Inventer une filière d’hébergement d’urgence dédiée aux publics malades. C’est à cette expertise nouvelle que les circonstances ont conduit Arsea. Un décloisonnement entre médical et social d’une ampleur inédite pour cette association régionale engagée de longue date dans les champs de l’insertion et du handicap. Dès les premiers jours de la guerre en Ukraine, Strasbourg a été l’un des principaux points d’arrivée des déplacés de guerre : 6 000 personnes sont arrivées dans le Bas-Rhin au cours de la première année du conflit, dont la moitié dès les trois premiers mois. Arsea a été l’un des opérateurs missionnés par l’Etat pour les recevoir, et le seul à s’engager pour les 12 % d’entre eux ayant des problématiques de santé à prendre en charge rapidement – 5 % des arrivants nécessitaient même des soins lourds. Et pour cause : au plus fort de la pandémie du Covid-19, cette association a organisé dans l’urgence l’hébergement et l’isolement des personnes à la rue ou en hôtels de l’agglomération de Strasbourg infectées par le virus. Ses centres ont compté jusqu’à 120 places occupées. Une démarche qui l’a contrainte de mettre en place au pied levé une coopération entre ses travailleurs sociaux volontaires et les médecins et infirmiers libéraux en présence renforcée. « L’expérience nous a révélé que ces personnes en grande précarité pouvaient reprendre soin d’elles grâce à un accompagnement social et médical conjoint », retient Nadia Kechid, directrice des centres d’hébergement spécialisés d’Arsea.

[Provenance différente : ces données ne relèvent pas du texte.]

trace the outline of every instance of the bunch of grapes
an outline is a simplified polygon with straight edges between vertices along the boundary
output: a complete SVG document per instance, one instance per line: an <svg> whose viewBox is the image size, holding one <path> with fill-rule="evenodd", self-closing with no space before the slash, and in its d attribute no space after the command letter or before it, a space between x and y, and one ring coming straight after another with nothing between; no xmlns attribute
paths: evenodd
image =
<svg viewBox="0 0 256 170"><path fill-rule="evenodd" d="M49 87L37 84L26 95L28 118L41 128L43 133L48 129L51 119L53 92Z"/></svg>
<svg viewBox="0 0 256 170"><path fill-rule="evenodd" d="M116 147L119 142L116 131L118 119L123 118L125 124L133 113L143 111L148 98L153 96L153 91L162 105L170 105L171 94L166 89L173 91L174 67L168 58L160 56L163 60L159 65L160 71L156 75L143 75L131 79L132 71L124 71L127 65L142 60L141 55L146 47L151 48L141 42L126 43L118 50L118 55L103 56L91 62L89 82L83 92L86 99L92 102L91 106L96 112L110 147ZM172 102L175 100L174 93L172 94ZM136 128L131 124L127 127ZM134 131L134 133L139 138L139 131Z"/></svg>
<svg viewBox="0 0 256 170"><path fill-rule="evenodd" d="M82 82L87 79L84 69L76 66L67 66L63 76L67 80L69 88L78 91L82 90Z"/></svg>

Avec l’accueil des populations ukrainiennes, en mars 2022, Arsea consolide sa méthodologie. Les capacités de son premier centre sont bientôt saturées. L’association en ouvre deux nouveaux. Ils deviennent centres d’hébergement d’urgence et de soins de proximité (CHU-SP). « Parmi ce public ont afflué de très nombreuses personnes avec des pathologies chroniques déstabilisées ou des personnes atteintes de cancer en rupture de traitement », rapporte Laure Pain, médecin et conseillère médicale de l’agence régionale de santé (ARS), co-financeur du dispositif avec la direction départementale du travail et des solidarités du Bas-Rhin. Parmi les arrivants, qui comptaient aussi des personnes âgées ou porteuses de handicap, beaucoup étaient déposées à Strasbourg par des proches qui repartaient aussitôt. « Il fallait délivrer des soins puis pouvoir rapidement renvoyer ces personnes sans repères ni médecin traitant à un domicile adapté. L’enjeu était aussi de ne pas saturer les urgences », ajoute Laure Pain.
 

Accueil des publics démunis

Aujourd’hui, les arrivées d’Ukrainiens ont drastiquement ralenti, même si elles se poursuivent. Mais, forte de son savoir-faire, l’association expérimente depuis mars 2023 avec les services de l’Etat l’accueil des publics précaires signalés pour mise en danger. Parmi lesquels une femme enceinte de triplés contrainte de dormir dans sa voiture à son huitième mois de grossesse ; un bébé atteint d’une maladie auto-immune et sous respirateur, replié avec ses parents dans le hall de l’hôpital ; une personne âgée échouée dans une chambre d’hôtel et voyant son cancer progresser sans traitement… « Nous sommes face à des gens avec de telles pathologies et de tels états de précarité et d’isolement qu’il leur faut impérativement un toit et un environnement attentif pour pouvoir être soignés. Ces personnes ne disposent d’aucun entourage pour les soutenir », résume Danièle Drapier, médecin coordonnatrice du dispositif.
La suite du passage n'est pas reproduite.